Мама аж плюнула с досады и в избу ушла, хлопнув дверью.
Теперь все петухи били нашего. Нарочно прибегали, как только он со двора с курами выйдет. Понравилось им. Жалко было петуха, но все равно забьют его до смерти, и решила мама определить его, бедного, в суп.
Когда она петуха ощипывала, то вдруг вскрикнула и заплакала.
— Горе ты мое, горе! Несправедливость-то какая! — приговаривала она.
Я подбежал.
Оказалось, что крылья у нашего петуха еще с базара были связаны…
НА ОДНОМ КОНЬКЕ
вадцатый год. Голодная заснеженная Самара. Я маленький, очень маленький и очень счастливый. Сегодня мама купила мне коньки, вернее, один конек. Он ржавый, но какое это все-таки чудо — остроносый конек «нурмис» самого что ни на есть маленького размера! Недаром мама отдала за него сколько-то там миллионов.
Бечевкой, крест-накрест, мне привязали конек к валенку. Потом закрутили бечевку круглой струганой палочкой.
В долгополой синей шубке, опоясанной красным кушачком, в теплом рыжем малахае — таким я выхрамываю из нашей калитки на тротуар.
И вот я поскакал, поскакал! Главное — успеть скакнуть ногой, пока другая едет на коньке. Едет, едет нога; скачет, скачет другая. Ух ты! Только малахай все сползает на лоб, и пот застилает глаза.
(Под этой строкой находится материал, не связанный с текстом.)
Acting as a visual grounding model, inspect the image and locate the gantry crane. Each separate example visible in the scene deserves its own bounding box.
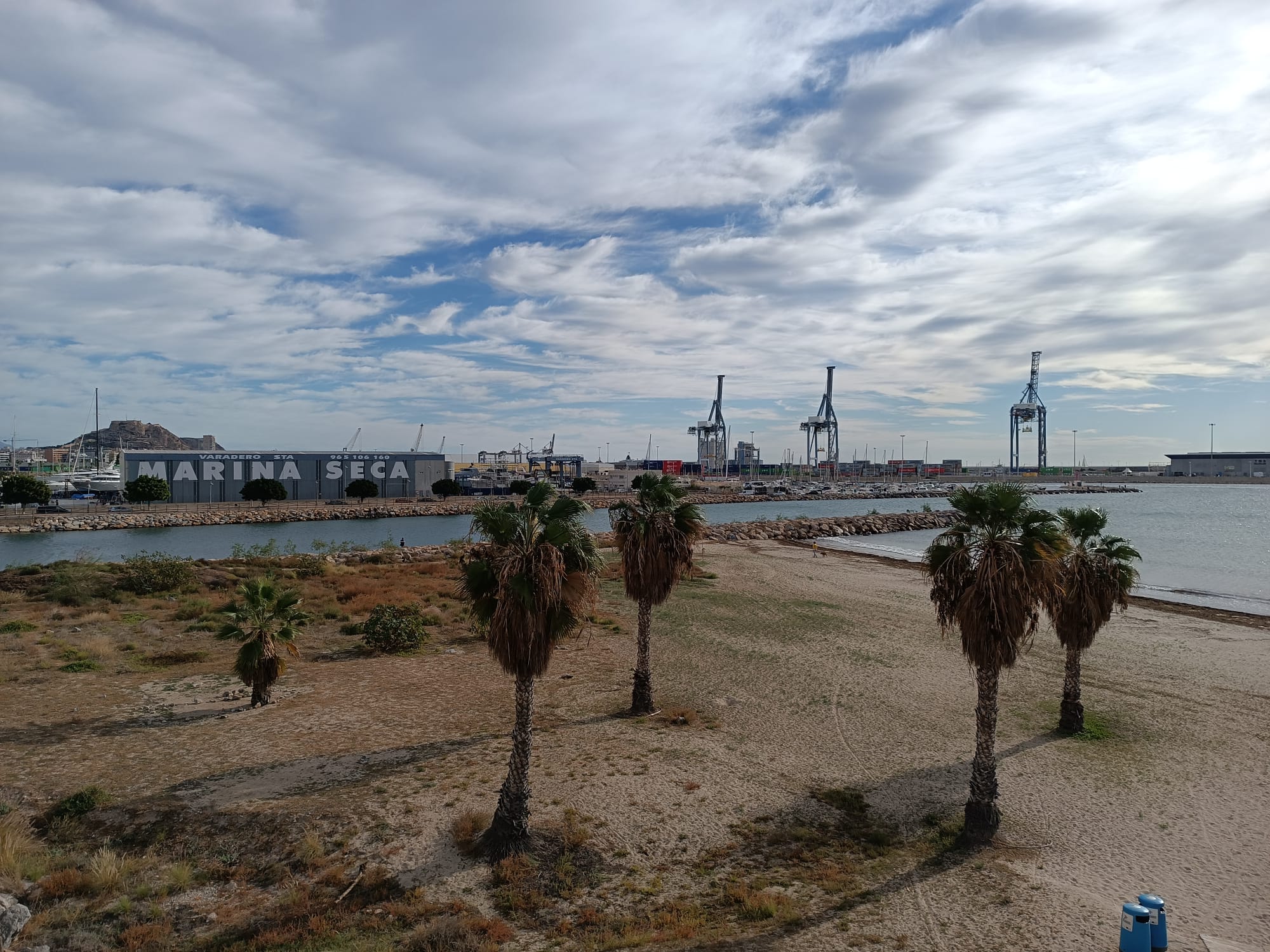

Доскакал до угла, свернул за угол. Еще до угла и за угол. Долго-долго так. Уже опустилась на город тьма. На незнакомых улицах зажглись редкие тусклые фонари…
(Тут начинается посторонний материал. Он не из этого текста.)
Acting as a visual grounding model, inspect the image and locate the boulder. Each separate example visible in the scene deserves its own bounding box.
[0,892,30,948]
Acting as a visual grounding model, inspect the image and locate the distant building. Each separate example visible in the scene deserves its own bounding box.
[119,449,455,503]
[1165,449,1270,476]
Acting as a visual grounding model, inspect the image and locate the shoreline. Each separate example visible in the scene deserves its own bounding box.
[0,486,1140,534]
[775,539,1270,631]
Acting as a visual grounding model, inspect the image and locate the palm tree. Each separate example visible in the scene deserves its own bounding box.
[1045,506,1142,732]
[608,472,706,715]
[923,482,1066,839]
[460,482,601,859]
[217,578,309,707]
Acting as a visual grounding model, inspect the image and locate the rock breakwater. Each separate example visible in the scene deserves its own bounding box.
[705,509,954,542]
И вдруг прямо передо мной целое скопище ярких лампочек вверху, где-то гремит музыка, за длинным щелястым забором мелькание теней, непонятное шарканье…
Я быстро, по-собачьи, разгребаю снег и протискиваюсь в щель. Прямо передо мной по огромному полю, запорошенному белым крошевом льда, едут, скользят на коньках, шаркают с легким звоном взрослые люди, очень много людей. Куда они все едут?